'It's kind of the Wild West': Media gears up for onslaught of deepfakes

A low-tech doctored clip of House Speaker Nancy Pelosi last month spotlighted the growing challenge of combating misinformation this election season.

A video of Republican Mitt Romney saying in 2012 that 47 percent of Americans were dependent on the government helped sink his presidential bid, and an unearthed clip of President Donald Trump bragging about grabbing women shook up the 2016 campaign.

In 2020, the race could again be rattled by video that emerges of candidates — but this time, media organizations are worried about being able to tell if it’s real.

News organizations are taking steps to tackle the problem of deepfakes, videos created through artificial intelligence technology to appear to show someone saying or doing things that never occurred. A more low-tech doctored clip, or “cheapfake,” of House Speaker Nancy Pelosi last month that tried to make her appear drunk spotlighted the growing challenge of combating misinformation this election season.

In an effort to prevent questionable clips from duping reporters, Reuters created its own deepfakes as a training exercise to see if journalists could tell they weren’t real. The Wall Street Journal’s ethics & standards and research & development teams launched a committee last fall to tackle the problem of doctored video, studying forensic technologies for identifying fakes and asking journalists to flag suspicious content.

And on Tuesday, the Washington Post will launch a public-facing “Fact Checker's Guide to Manipulated Video,” which will try to help voters spot misleading material by classifying videos into three categories: “Missing Context,” “Deceptive Editing,” and “Malicious Transformation,” which includes deepfakes.

The Washington Post’s Glenn Kessler said in an interview that his concern is “extremely high” that manipulated videos could be used to mislead the public.

“You’re just waiting for that kind of bomb to explode,” Kessler told POLITICO. “So, we’re trying to get ahead of these things.”

Francesco Marconi, the Journal’s research and development chief, told POLITICO that media organizations will likely struggle to stay on top of what’s real and what’s fake in 2020. Some methods of spotting fakes already appear obsolete as the technology to make them has progressed. For instance, people in early deepfakes didn’t blink; now they can. And once-blurry backgrounds are crisper.

“It’s a cat and mouse game,” he said.

So-called fake news permeated the 2016 campaign, some of it spread intentionally by Russian-sponsored social media trolls as part of an effort to disrupt the election, special counsel Robert Mueller found. But advances in video editing and artificial intelligence software have made it even easier to create counterfeit clips.

Complicating matters, major tech companies haven’t adopted consistent standards for dealing with such false material.

YouTube removed the “drunk” Pelosi video last month — which had been slowed to make it appear she was slurring her words — while Facebook allowed it to stay up. Recently, Facebook-owned Instagram opted not to remove a deepfake video that purported to show Facebook chief Mark Zuckerberg bragging about controlling “stolen data.”

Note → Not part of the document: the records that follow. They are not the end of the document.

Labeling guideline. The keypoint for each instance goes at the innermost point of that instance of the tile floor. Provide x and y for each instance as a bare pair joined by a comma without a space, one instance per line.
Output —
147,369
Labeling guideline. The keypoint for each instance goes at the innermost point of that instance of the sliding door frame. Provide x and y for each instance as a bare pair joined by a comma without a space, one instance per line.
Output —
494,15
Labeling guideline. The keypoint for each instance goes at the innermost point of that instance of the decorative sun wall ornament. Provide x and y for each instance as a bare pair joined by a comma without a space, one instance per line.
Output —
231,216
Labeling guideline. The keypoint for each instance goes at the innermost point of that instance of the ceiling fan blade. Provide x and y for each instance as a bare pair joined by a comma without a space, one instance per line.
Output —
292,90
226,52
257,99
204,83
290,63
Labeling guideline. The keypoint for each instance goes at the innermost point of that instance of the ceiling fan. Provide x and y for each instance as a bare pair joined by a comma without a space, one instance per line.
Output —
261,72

Instagram head Adam Mosseri acknowledged Tuesday on “CBS This Morning” that “we don’t have a policy against deepfakes currently.”

Two academics wrote an essay for Harvard University’s Nieman Lab describing seven hypothetical scenarios in which manipulated video and audio could disrupt the 2020 election and even cast doubt on the democratic process itself. The scenarios ranged from relatively benign, such as supporters doctoring video to boost a candidate’s record, to more destabilizing, such as suppressing votes by telling Americans that fake videos of them engaged in incriminating behaviors will be released if they go to the polls.

The Post’s editorial board recently urged the government “to invest in developing technology to detect deepfakes.” And fears about this confusing new world prompted the first Congressional hearing on the matter this month.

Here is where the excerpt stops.